Faith, Science, and Proof
by Shane Scott
I am in the midst of a series of articles exploring some common objections to Christianity raised by atheists. The particular arguments I am considering actually grew out of an extensive online discussion with some friends of mine who are not believers. In this article I want to address what I think may be the central issue that stood in their way, and that stands in the way of faith for many people today. By the very nature of this topic, my thoughts in this article are going to involve thinking carefully through some issues that we don’t typically discuss in sermons, so I hope you don’t mind “girding up the loins of your mind,” as Peter might say!
During the course of my exchanges with my friends, one of them made this challenge:
“You claim God exists, you prove it. If you want us to believe then you better prove it scientifically – otherwise we won’t believe it.”
The underlying premise of this challenge is that the only kind of proof that merits acceptance is “scientific” proof. This viewpoint is sometimes called scientism. Scientism is not the same thing as science. Broadly defined, science is the study of the natural world, including subjects like physics, chemistry, and biology. By contrast, scientism claims that the natural world is all that exists, and therefore, only those truths that can be deduced by the study of science can be considered legitimate. Scientism is the underlying assumption of the New Atheist movement.
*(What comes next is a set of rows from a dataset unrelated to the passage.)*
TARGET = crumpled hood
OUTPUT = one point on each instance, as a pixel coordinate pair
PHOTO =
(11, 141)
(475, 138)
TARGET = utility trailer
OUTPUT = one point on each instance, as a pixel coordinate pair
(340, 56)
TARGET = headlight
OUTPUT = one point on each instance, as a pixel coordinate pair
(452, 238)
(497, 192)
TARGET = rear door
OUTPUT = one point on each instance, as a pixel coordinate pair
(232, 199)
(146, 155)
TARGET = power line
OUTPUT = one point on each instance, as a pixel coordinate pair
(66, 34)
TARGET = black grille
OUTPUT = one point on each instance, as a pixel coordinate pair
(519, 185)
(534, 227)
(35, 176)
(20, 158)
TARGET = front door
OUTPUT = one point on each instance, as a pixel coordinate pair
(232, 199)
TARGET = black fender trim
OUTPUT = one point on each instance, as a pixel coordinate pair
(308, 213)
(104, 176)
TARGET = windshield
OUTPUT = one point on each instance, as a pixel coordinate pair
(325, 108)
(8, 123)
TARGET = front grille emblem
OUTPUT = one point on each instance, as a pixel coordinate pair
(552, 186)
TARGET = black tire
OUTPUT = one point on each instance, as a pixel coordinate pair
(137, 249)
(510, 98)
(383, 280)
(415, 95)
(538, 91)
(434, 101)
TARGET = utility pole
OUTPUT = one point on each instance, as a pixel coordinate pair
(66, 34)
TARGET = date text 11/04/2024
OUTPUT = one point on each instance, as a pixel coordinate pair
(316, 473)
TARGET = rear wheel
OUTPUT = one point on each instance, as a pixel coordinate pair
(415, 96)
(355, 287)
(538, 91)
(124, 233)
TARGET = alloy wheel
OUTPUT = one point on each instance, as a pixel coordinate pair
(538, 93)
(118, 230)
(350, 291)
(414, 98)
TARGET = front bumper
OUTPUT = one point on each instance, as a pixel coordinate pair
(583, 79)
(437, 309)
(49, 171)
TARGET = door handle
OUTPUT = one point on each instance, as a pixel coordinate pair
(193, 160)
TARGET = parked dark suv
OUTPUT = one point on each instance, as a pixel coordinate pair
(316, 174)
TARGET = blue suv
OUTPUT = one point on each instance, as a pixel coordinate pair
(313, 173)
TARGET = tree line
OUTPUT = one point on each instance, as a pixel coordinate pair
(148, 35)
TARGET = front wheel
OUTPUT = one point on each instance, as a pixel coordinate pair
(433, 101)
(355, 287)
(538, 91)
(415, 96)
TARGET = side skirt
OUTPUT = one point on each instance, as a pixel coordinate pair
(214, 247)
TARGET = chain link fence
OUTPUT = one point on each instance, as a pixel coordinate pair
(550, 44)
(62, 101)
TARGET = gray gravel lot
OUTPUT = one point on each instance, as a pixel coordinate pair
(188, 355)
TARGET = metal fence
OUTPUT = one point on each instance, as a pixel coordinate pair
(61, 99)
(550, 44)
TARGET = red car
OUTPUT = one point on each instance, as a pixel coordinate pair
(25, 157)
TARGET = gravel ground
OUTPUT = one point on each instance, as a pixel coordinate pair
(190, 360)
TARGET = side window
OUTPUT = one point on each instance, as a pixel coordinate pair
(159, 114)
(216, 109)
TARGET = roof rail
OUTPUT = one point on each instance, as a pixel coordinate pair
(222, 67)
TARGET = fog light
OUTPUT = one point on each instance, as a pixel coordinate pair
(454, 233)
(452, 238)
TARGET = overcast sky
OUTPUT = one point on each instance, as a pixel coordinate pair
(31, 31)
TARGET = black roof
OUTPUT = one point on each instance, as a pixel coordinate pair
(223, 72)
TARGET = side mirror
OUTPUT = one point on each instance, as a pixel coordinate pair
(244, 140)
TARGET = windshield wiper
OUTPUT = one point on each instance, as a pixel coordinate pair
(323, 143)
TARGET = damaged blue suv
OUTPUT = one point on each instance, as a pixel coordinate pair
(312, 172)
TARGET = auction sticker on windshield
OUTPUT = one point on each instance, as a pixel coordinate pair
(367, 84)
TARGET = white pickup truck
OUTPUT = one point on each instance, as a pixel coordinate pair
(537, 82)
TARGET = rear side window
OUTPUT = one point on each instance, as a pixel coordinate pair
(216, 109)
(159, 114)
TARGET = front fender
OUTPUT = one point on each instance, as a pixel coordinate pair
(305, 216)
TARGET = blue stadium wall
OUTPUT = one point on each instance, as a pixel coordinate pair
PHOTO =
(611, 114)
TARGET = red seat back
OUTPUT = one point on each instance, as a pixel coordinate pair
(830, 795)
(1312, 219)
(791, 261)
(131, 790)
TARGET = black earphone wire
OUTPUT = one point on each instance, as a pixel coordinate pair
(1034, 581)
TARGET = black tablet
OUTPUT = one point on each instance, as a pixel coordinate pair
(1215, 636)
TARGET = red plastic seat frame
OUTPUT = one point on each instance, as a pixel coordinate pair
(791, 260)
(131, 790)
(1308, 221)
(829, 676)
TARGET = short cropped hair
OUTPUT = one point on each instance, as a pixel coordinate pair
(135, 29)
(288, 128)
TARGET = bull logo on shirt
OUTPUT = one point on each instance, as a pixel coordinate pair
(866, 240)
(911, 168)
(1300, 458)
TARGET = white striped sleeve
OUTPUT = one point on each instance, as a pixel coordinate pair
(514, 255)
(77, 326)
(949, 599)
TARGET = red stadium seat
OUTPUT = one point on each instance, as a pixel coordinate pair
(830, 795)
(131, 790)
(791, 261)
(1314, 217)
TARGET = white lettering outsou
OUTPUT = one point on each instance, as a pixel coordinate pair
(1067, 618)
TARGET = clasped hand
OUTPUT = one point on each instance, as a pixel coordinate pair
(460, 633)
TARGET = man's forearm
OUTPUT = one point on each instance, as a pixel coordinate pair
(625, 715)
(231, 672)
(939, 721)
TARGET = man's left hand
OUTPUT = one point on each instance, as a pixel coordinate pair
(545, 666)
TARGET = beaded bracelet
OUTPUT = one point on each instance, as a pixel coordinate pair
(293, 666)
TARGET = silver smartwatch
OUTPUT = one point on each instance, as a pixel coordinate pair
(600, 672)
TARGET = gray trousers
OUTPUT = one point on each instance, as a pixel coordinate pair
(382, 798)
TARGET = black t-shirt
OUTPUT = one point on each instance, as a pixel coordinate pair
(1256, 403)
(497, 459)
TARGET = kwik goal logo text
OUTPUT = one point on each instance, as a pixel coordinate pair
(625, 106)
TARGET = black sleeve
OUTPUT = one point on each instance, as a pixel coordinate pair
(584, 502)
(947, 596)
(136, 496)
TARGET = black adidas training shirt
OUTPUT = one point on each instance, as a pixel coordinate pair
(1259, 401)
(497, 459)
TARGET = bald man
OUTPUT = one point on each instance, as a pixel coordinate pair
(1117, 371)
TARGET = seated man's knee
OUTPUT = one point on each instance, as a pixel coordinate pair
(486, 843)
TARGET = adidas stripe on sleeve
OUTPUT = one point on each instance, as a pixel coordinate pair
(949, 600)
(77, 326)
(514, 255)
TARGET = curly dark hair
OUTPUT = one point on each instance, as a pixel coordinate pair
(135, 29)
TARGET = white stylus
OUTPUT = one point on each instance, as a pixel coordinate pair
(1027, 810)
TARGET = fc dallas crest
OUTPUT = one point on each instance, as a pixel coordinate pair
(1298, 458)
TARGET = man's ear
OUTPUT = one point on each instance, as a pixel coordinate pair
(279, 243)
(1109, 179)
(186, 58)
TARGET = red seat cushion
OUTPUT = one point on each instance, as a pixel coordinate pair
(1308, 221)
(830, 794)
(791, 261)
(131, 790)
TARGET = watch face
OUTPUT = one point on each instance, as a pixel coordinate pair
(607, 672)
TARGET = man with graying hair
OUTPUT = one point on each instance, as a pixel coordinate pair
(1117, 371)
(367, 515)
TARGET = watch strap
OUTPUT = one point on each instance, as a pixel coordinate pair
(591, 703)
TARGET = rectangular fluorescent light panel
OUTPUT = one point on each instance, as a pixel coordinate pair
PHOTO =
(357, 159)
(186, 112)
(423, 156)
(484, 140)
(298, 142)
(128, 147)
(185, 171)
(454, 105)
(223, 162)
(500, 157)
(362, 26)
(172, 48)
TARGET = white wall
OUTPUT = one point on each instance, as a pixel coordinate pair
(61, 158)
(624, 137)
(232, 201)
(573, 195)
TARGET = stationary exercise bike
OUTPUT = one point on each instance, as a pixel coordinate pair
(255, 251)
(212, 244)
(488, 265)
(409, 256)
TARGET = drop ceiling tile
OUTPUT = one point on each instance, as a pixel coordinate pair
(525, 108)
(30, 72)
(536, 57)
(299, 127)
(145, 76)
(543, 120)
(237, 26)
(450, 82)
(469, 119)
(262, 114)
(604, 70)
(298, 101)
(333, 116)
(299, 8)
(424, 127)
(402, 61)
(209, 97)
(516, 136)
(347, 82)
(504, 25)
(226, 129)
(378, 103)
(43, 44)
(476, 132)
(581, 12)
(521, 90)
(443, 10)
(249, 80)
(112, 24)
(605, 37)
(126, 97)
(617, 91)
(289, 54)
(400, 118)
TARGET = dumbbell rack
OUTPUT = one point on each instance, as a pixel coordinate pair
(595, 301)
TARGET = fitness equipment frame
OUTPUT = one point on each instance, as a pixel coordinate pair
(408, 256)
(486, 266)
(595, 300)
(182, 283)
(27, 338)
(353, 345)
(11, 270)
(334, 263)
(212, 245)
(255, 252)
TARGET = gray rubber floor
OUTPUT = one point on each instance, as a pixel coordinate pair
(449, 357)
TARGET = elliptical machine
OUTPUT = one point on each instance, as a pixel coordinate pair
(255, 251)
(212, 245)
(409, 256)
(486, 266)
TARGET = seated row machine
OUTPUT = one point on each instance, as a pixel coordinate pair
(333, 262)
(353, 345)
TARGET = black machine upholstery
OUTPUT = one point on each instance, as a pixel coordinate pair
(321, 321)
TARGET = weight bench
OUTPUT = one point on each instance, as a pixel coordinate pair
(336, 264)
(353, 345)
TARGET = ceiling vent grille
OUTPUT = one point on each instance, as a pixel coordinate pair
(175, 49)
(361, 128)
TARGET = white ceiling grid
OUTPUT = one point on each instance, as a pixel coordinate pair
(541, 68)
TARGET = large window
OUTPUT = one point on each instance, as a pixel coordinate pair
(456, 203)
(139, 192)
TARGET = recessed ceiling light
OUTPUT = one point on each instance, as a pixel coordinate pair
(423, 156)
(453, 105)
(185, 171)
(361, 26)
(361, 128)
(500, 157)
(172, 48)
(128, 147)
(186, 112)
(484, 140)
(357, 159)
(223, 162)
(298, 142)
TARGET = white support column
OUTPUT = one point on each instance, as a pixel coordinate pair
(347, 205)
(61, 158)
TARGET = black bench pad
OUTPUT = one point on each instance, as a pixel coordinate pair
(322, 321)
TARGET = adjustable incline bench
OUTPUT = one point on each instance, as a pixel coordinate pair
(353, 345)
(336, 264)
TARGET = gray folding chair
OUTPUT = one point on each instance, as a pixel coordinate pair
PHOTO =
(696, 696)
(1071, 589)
There are two major problems with scientism, however. In the first place, it is self-refuting. Or, to use less, formal language, it doesn’t pass the “what’s good for the goose is good for the gander” test! My friend was basically claiming that the only way he would believe Christianity is if it could be scientifically proven, that the only kind of proof that counts is scientific proof. So, I turned the same challenge around to him. I asked him, “Can you demonstrate that scientific proof is the only kind of proof that deserves acceptance scientifically?” Obviously not. Such a statement is a philosophical claim, not a scientific one. And to prove a philosophical claim, you would have to use philosophical arguments. Since scientism cannot be proven scientifically, yet claims that the only acceptable knowledge is scientific knowledge, it refutes itself.
The classical arguments that great thinkers as far back as Aristotle and Aquinas made were not scientific arguments, but they did offer proof of God’s existence. That proof was in the form of logical arguments that started with obvious, empirical observations and then drew from such premises certain inevitable conclusions. The fact that such arguments were philosophical rather than scientific presents no problem, since even the most radical atheist is really doing nothing more than making philosophical assertions when demanding “scientific” proof.
And that leads me to a second problem with scientism. Atheists often possess a naïve faith in science, failing to realize that the practice of science rests on certain assumptions that cannot be demonstrated scientifically, but must be taken for granted. For example, scientific investigation depends on the following beliefs:
- That there is a physical world existing independently of our minds (trying proving that!)
- That this world is characterized by patterns and regularities.
- That our senses are to some degree reliable sources of information.
- That there are objective laws of logic and mathematics that apply to the world.
These facts may seem obvious, but they all rest on some very complicated underlying assumptions (in a discipline of study known as metaphysics). The scientific enterprise presupposes all of these facts. And since it assumes them, it could not possibly defend them without arguing in circles. These assumptions can only be defended philosophically. Which means that the very practice of science rests on decidedly non-scientific foundations. You can’t do physics without metaphysics, in other words.
I’d like to make one more point about faith and science (as opposed to scientism). I realize that many people on both sides of the debate over Christianity seek to pit faith against science. There is no question that scientism is opposed to faith in its effort to usurp the place of God and claim for science the quality of omniscience. But genuine faith and genuine science cannot be at odds. From a Christian point of view, the natural world is the creation of God – not many gods. And He is distinct from the creation, rather than the multiple gods of pagan religions – gods identified with the elements of nature, constantly and chaotically at war with each other. This one God, distinct from the world, is the reason for the order and regularities that make scientific observation possible. And He is the reason there are objective laws like logic and mathematics, and minds that can rationally comprehend and describe those patterns. The Christian story provides a reason for why those underlying assumptions I listed a bit earlier are in fact true. The atheistic worldview, on the other hand, struggles to explain why those assumptions should be the case.